Uma crónica | Simplesmente derradeiro
Mais um amanhecer na “ala dos condenados”, o tal espaço batizado por enfermeiras e restante pessoal auxiliar para reunir aqueles que, ainda vivos, têm ali mais certa a morte que a vida. Gracinda, a “inquilina” que ainda afronta, com assinalável estoicismo, a rigorosa frieza dos prognósticos médicos – que lhe vaticinaram, num misto de otimismo e rara sorte, sessenta dias de vida – é a alma que se segue. Não tem parceiros na mais temida antecâmara da morte. O fino mas certo chiar dos carrinhos que, além da primeira refeição do dia, transporta a desde logo vencida medicação já entrou no quarto desta nossa irmã. Com os sentidos turvos e consumidos pela doença, ela logra ver, ouvir, cheirar e sentir o que a morte ainda não lhe resgatou. Os movimentos rotineiros e os olhares entretanto prostrados daquela gente ironicamente vestida de branco, que sempre respondeu aos seus gracejos de estreante na ala da morte, confirmam-lhe finalmente a inevitabilidade do óbvio.
Gracinda já viveu quatro décadas e meia. Assumidamente católica, não experimentou a bênção de ser mãe – problemas… – a graça de enfim realizar aquele singular feito que testemunhou fazer a felicidade de tanta gente que conhece desde os bancos da primária. Peixoto, o marido, homem porventura burgesso, mas essencialmente bom, é visita diária garantida. Sempre de fugida e com o seu intragável traje de funcionário camarário empoleirado nas viaturas de recolha do lixo, daqueles que não usam máscara, cativa pela timidez com que esgana, sem apelo nem agravo, o verde boné que, apesar de habitualmente enterrado, não chega para lhe esconder as farfalhudas patilhas de sportinguista acrítico.
Arrendaram casa e pensavam fazer uns anexos no próximo Verão. Ele, que reconhecera “não ter cabeça” para fazer o código, não tinha carro. Há dois anos, o solitário casal empenhou-se e comprou uma daquelas viaturas motorizadas de quatro rodas, à base de fibra de vidro, vítimas demasiado previsíveis da impaciência dos condutores encartados. Com a doença da sua “senhora”, o “troiloil”, como decidiram chamar-lhe, não chegou afinal a conhecer os quilómetros de estrada programados. A cassete provocando “a garagem da vizinha”, banda sonora que acompanhava as manhãs de sábado religiosamente reservadas para limpeza dos interiores, nunca mais se ouviu. O pouco que prometia terem por garantido perdeu-se com a amarga certeza de uns grãos de areia escoados entre dedos.
Peixoto não está hoje obrigado a ter pressa. Os colegas de labuta dispensaram-no, exigindo-lhe que passasse o dia junto da sua companheira, a vigilante implacável que nunca lhe poupou um brusco sermão no regresso da taberna do Abílio, após disputadas sessões da mais invejada enologia bairrista. Todos sabem que tudo deverá acabar hoje. Todos sentem que a desprezada “Funerária Antunes & Filhos” terá amanhã novo serviço. Nem chega a ser favor. Apenas pânico de estar no lugar do Peixoto. Eles que se despeçam.
De barba feita, com o cabelo ainda molhado por um banho tomado em respeitosa resignação, o homem do lixo senta-se na cadeira ao lado da única cama ocupada, a penúltima morada terrena de Gracinda. Com os dedos das mãos entrelaçados, com os braços apoiados nas pernas, deixa cair a cabeça.
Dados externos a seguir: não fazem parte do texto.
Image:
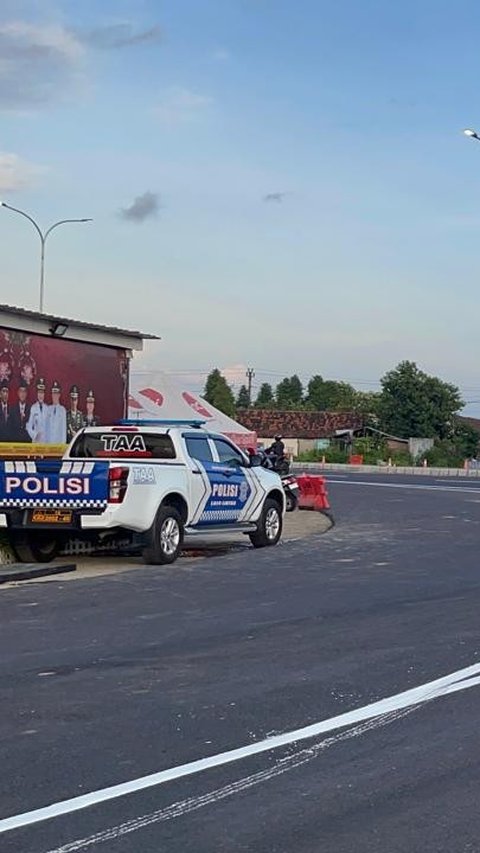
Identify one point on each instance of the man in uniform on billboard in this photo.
(20, 415)
(37, 422)
(91, 418)
(74, 416)
(57, 418)
(4, 412)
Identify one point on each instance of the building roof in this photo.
(36, 322)
(269, 422)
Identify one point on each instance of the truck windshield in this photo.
(122, 445)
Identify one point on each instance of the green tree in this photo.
(367, 403)
(219, 394)
(243, 399)
(265, 397)
(289, 393)
(412, 403)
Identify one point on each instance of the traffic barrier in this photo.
(313, 492)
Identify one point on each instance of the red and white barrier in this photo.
(313, 492)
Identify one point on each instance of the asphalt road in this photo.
(104, 681)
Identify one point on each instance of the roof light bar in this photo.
(161, 422)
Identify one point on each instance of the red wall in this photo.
(93, 367)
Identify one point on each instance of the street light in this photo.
(43, 239)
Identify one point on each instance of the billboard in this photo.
(51, 387)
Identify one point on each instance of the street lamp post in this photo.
(43, 239)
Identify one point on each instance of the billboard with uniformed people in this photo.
(51, 387)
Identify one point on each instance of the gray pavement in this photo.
(112, 678)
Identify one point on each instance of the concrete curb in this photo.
(385, 470)
(28, 571)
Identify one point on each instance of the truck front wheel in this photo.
(165, 537)
(269, 528)
(34, 548)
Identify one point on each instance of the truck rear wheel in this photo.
(269, 528)
(165, 538)
(34, 548)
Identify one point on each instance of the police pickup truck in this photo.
(146, 483)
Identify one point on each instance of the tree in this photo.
(414, 404)
(367, 403)
(219, 394)
(243, 398)
(329, 395)
(265, 397)
(289, 393)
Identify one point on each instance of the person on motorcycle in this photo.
(278, 447)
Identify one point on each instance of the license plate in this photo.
(52, 516)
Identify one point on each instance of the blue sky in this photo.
(351, 111)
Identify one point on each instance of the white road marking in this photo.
(460, 680)
(191, 804)
(405, 486)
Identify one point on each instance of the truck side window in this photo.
(228, 454)
(199, 448)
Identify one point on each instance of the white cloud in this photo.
(38, 64)
(15, 173)
(41, 64)
(178, 106)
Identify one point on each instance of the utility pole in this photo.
(250, 374)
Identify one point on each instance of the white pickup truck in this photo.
(145, 482)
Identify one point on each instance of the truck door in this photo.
(219, 485)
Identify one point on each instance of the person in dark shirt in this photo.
(278, 447)
(19, 416)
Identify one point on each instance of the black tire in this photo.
(269, 528)
(291, 502)
(34, 547)
(165, 538)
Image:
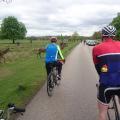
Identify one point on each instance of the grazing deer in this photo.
(2, 53)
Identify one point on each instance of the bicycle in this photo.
(52, 79)
(11, 109)
(114, 107)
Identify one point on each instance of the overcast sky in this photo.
(56, 17)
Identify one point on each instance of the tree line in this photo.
(12, 29)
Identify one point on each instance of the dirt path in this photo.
(75, 98)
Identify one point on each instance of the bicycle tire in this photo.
(50, 81)
(117, 116)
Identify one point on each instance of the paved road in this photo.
(75, 98)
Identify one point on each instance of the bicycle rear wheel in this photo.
(50, 84)
(113, 113)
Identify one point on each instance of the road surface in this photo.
(75, 98)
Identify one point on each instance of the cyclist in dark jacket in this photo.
(106, 57)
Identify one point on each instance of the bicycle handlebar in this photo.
(15, 109)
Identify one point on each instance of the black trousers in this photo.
(57, 64)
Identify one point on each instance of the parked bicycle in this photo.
(113, 111)
(11, 109)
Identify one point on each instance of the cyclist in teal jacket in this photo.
(53, 55)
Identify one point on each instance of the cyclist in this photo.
(106, 57)
(53, 55)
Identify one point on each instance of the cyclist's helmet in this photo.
(53, 39)
(109, 31)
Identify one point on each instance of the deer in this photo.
(2, 54)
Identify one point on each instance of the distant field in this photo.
(24, 73)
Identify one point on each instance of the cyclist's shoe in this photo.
(51, 85)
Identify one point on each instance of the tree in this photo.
(116, 23)
(22, 30)
(96, 35)
(75, 36)
(12, 29)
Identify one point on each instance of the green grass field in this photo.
(24, 73)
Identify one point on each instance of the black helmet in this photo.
(109, 31)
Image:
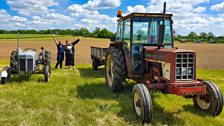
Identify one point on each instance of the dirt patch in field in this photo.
(208, 55)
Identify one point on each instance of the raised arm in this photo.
(55, 40)
(75, 42)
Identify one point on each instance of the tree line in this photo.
(97, 33)
(202, 37)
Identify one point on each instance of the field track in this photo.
(209, 56)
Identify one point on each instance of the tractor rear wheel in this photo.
(48, 59)
(115, 69)
(3, 80)
(212, 102)
(46, 73)
(142, 103)
(95, 63)
(13, 61)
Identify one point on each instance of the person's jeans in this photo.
(56, 66)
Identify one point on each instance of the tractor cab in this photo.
(143, 51)
(140, 30)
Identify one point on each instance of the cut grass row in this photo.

Consegue ainda desviar os olhos em direção ao rosto da cachopa que conquistara em 1997, no bailarico em honra do padroeiro da terra. Sem que possa esboçar um par de frases previsivelmente tolhido pela emoção, vislumbra os agora fechados olhos de Gracinda. Inesperadamente, não parece está a dormir. Tem estampada a perturbante tranquilidade de quem já deixou de estar. Com braço envolvendo o nosso amigo, o enfermeiro-chefe sentencia: “lamento muito.”
Foi só o tempo de sair do quarto. Iniciou-se o ritual formal para a libertação do corpo. Entram aqueles que garantem a utilidade daquela ala. Há que preparar literalmente a cama para os que hão de vir. Sim. “Porque ninguém fica para semente.” - Dispara a tarimbada auxiliar.
Na receção, Peixoto poderá levantar os poucos haveres de Gracinda. Um par de chinelos comprados na loja do chinês, junto ao hospital, umas quantas camisas de dormir e um desgastado terço que tinha pedido quando recebeu a notícia do seu médico de família.